A prerequisite for copying innovative behaviour faithfully is the capacity of observers' brains, regarded as 'hierarchically mechanistic minds', to overcome cognitive 'surprisal' (see 2.), by maximising the evidence for their internal models, through active inference. Unlike modern humans, chimpanzees and other great apes show considerable limitations in their ability, or 'Zone of Bounded Surprisal', to overcome cognitive surprisal induced by innovative or unorthodox behaviour that rarely, therefore, is copied precisely or accurately. Most can copy adequately what is within their phenotypically habitual behavioural repertoire, in which technology plays scant part. Widespread intra- and intergenerational social transmission of complex technological innovations is not a hall-mark of great-ape taxa. 3 Ma, precursors of the genus Homo made stone artefacts, and stone-flaking likely was habitual before 2 Ma. After that time, early Homo erectus has left traces of technological innovations, though faithful copying of these and their intra- and intergenerational social transmission were rare before 1 Ma. This likely owed to a cerebral infrastructure of interconnected neuronal systems more limited than ours. Brains were smaller in size than ours, and cerebral neuronal systems ceased to develop when early Homo erectus attained full adult maturity by the mid-teen years, whereas its development continues until our mid-twenties nowadays. Pleistocene Homo underwent remarkable evolutionary adaptation of neurobiological propensities, and cerebral aspects are discussed that, it is proposed here, plausibly, were fundamental for faithful copying, which underpinned social transmission of technologies, cumulative learning, and culture. Here, observers' responses to an innovation are more important for ensuring its transmission than is an innovator's production of it, because, by themselves, the minimal cognitive prerequisites that are needed for encoding and assimilating innovations are insufficient for practical outcomes to accumulate and spread intra- and intergenerationally.
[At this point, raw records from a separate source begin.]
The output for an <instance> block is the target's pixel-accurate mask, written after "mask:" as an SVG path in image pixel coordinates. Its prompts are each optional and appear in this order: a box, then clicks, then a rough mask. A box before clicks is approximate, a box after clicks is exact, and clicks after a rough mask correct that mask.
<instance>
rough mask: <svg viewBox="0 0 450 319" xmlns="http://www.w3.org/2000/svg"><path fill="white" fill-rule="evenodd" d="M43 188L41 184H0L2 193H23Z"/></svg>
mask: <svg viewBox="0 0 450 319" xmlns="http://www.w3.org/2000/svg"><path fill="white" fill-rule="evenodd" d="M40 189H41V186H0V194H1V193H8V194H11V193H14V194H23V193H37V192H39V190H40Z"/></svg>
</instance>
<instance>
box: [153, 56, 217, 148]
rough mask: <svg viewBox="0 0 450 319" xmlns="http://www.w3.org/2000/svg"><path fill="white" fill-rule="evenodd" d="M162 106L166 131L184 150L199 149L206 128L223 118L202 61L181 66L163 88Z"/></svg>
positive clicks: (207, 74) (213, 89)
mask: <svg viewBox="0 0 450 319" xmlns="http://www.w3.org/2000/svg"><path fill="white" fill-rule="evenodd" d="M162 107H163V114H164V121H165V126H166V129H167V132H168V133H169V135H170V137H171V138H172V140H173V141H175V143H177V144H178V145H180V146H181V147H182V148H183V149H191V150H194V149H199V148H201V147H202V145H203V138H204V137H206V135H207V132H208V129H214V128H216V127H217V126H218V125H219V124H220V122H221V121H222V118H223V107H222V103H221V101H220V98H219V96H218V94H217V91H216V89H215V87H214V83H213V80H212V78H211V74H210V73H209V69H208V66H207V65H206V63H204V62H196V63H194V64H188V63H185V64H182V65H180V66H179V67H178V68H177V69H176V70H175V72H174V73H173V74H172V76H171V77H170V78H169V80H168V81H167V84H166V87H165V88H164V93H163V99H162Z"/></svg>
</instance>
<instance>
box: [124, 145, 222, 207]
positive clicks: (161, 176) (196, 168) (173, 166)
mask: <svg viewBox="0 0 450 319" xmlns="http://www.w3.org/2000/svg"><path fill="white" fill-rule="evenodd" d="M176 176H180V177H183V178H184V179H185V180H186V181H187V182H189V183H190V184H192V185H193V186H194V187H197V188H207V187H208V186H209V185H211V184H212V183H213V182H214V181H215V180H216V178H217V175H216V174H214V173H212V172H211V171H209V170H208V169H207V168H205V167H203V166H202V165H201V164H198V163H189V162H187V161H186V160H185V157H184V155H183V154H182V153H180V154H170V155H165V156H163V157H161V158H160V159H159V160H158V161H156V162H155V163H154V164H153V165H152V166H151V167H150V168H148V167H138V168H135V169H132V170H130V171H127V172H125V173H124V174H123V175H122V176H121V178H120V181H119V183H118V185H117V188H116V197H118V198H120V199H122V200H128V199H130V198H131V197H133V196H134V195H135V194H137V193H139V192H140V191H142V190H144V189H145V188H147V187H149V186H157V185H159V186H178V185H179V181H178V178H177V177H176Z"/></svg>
忠实复制创新行为的一个前提是,观察者的大脑作为“分层机械思维”,通过主动推断,最大限度地为内部模型提供证据,从而克服认知“惊讶”(见 2.)。与现代人类不同,黑猩猩和其他类人猿在克服由创新或非正统行为引起的认知惊讶的能力或“有限惊讶区”方面存在相当大的局限性,因此,这些行为很少被准确或精确地复制。大多数情况下,它们只能复制在其表型习惯行为范围内的内容,而技术在其中几乎没有发挥作用。复杂技术创新的广泛的代内和代际社会传播并不是大猿类的标志。300 万年前,人属的祖先制造了石器工具,而石器加工可能在 200 万年前就已经成为习惯。在此之后,早期的直立人留下了技术创新的痕迹,尽管这些创新及其代内和代际的社会传播在 100 万年前之前很少被忠实复制。这可能是由于与我们的相比,连接神经元系统的大脑基础设施更有限。早期的直立人脑容量比我们小,并且当他们在 10 多岁时达到完全成年的成熟度时,其大脑的神经元系统就停止发育,而现在我们的大脑在 20 多岁时仍在发育。更新世的人类经历了神经生物学倾向的显著进化适应,本文讨论了大脑的各个方面,这些方面在这里被提出,很可能是忠实复制的基础,这是技术的社会传播、累积学习和文化的基础。在这里,观察者对创新的反应对于确保其传播比创新者的创新生产更重要,因为创新本身所需要的最小认知前提不足以使创新在代内和代际之间积累和传播。